Officials with the Long Island Rowing Club plan to float a proposal for Northport High School to establish an official crew team, after securing a contract with the village that allows the group to use the beach at Scudder Park for training and storage.
The contract signed June 24 by Northport Mayor George Doll and rowing club president Brian Giehl lets the club use the beach south of Cow Harbor Park to train and compete, and to store some of its boats in a fenced area near the beach through Nov. 30. The club is to pay the village $100 per month.
If both parties are happy at the end of the contract, a long-term agreement would be developed, village trustee Ian Milligan said.
“We thought this was a great activity for the park, because it’s really underused,” Milligan said.
The Long Island Rowing Club was established in 2001 as the Half Hollow Hills Crew Club, Giehl said. It has roughly 45 adult and youth members who train and compete together in the “club” category at regattas.

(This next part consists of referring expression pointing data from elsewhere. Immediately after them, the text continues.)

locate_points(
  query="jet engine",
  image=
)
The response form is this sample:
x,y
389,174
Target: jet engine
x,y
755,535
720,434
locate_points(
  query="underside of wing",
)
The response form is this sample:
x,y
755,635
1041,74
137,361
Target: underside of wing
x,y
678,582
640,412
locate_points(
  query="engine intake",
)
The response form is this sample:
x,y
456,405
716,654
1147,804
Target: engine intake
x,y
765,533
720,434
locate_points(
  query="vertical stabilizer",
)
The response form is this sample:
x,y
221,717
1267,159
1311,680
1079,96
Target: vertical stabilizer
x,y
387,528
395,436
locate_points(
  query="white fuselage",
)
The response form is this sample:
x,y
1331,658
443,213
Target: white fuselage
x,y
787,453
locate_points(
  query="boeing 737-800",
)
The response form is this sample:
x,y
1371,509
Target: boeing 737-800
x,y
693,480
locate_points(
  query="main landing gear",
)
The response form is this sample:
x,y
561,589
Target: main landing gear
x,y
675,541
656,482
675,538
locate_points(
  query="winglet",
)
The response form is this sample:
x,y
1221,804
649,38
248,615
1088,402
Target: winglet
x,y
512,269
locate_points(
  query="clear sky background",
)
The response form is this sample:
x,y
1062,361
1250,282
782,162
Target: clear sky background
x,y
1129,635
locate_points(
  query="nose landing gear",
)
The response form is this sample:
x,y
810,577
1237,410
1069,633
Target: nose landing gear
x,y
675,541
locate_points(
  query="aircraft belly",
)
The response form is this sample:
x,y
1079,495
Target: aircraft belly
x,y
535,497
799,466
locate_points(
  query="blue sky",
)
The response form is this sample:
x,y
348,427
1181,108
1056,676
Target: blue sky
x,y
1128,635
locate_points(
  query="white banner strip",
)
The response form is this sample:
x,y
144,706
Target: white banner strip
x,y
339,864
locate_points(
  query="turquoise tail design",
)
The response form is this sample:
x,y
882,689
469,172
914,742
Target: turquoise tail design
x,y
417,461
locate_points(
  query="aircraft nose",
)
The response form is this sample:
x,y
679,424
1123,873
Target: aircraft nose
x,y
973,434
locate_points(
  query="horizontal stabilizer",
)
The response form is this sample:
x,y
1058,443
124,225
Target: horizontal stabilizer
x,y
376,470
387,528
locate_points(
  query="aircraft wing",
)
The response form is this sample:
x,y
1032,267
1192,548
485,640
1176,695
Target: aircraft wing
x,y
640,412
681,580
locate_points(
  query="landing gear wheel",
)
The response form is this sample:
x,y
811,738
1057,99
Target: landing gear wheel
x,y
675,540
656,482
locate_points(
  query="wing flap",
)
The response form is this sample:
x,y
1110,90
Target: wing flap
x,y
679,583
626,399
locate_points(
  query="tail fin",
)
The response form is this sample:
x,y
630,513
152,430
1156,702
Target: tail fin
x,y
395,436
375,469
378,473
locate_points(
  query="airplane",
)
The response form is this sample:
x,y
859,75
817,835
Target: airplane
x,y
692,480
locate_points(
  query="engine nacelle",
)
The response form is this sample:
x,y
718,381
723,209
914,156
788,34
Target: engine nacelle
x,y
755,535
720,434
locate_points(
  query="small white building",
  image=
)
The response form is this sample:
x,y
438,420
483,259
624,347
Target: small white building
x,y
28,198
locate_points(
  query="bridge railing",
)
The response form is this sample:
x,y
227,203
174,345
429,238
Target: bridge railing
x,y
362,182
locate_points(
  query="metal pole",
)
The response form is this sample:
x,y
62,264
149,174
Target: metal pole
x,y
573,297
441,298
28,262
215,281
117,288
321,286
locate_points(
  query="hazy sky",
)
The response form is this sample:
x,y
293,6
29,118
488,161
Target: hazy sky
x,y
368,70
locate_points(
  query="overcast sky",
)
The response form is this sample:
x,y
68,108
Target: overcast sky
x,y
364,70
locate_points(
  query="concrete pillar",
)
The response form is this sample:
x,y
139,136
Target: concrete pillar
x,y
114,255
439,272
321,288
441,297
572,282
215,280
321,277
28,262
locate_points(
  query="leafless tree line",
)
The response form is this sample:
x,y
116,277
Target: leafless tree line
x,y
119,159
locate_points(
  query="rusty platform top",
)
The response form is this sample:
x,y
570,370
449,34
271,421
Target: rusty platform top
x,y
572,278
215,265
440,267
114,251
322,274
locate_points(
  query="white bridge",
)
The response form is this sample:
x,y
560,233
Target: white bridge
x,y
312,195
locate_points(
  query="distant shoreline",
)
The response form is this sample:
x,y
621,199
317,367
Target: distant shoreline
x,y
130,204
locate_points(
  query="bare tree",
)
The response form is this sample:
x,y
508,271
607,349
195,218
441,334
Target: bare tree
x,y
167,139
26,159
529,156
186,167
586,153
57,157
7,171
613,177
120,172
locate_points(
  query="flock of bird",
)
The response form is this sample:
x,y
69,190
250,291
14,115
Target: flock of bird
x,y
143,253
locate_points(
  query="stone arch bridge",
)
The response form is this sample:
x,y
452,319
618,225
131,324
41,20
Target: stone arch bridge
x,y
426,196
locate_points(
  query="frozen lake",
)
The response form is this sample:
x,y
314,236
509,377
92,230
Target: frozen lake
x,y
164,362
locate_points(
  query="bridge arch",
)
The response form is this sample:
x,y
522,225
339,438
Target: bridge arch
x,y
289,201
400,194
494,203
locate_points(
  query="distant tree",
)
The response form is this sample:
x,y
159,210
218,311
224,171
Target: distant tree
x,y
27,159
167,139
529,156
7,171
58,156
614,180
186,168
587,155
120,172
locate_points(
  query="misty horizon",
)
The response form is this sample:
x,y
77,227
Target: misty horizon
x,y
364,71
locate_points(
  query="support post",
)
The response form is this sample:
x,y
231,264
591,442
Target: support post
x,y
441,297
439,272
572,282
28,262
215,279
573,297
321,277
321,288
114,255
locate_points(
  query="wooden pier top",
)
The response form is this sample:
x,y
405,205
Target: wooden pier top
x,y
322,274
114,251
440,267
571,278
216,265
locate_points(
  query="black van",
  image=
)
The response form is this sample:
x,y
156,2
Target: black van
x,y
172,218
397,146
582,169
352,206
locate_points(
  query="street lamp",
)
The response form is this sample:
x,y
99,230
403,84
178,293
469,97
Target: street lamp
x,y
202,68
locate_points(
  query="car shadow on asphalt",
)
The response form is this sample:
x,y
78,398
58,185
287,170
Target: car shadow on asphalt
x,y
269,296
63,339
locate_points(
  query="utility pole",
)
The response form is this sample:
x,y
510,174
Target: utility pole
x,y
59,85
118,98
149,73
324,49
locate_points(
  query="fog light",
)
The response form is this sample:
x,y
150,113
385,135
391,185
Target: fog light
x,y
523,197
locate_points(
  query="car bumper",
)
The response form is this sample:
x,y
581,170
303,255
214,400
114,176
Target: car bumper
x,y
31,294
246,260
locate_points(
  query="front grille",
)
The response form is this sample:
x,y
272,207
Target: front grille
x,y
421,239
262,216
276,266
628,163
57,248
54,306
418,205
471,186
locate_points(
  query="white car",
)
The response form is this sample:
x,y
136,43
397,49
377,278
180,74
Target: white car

Club members also coach the Huntington High School crew team. Officials hope to do the same for Northport — 16 of its youth members last season were students at the high school — now that they have a closer location for practice.
The club had practiced at Fleets Cove Beach in Centerport since about 2008, when it had to relocate because the Coindre Hall Boathouse they had been using was deemed too dilapidated to be safe, Giehl said.
Scudder Park is a good location for rowing because the topography protects rowers from high winds and choppy conditions that are more common at Fleets Cove Beach. Scudder Park includes a playground and pavilion; the beach has a ramp and floating dock to launch boats.
Conditions at Fleets Cove limited the club’s rowers to practicing 11 days this spring — much fewer than the 20 to 25 days they hoped for before the state championship May 14-15.
The club will continue rowing in both places this year, in part because Huntington High School’s crew team practices at Fleets Cove.
The effort to establish an official Northport High School rowing team is still in the concept stage, Giehl said.
“We have the equipment, we have the coaching, and Northport Village and Northport Harbor have the area that could be used for practice or races,” Giehl said. “And they [student rowers] could get credit just like all the other athletes do at school.”
He said student club members deserve the chance to compete for scholar athlete awards.
Henry Oderwald, 18, of East Northport and a recent graduate of Northport High School, said he wishes he could have rowed on an official school team.
“We work just as hard” as other student athletes, said Oderwald, now a coach with the rowing club. “It was a lot of work to be able to row at that caliber, to be able to race and win. . . . You don’t get as much recognition.”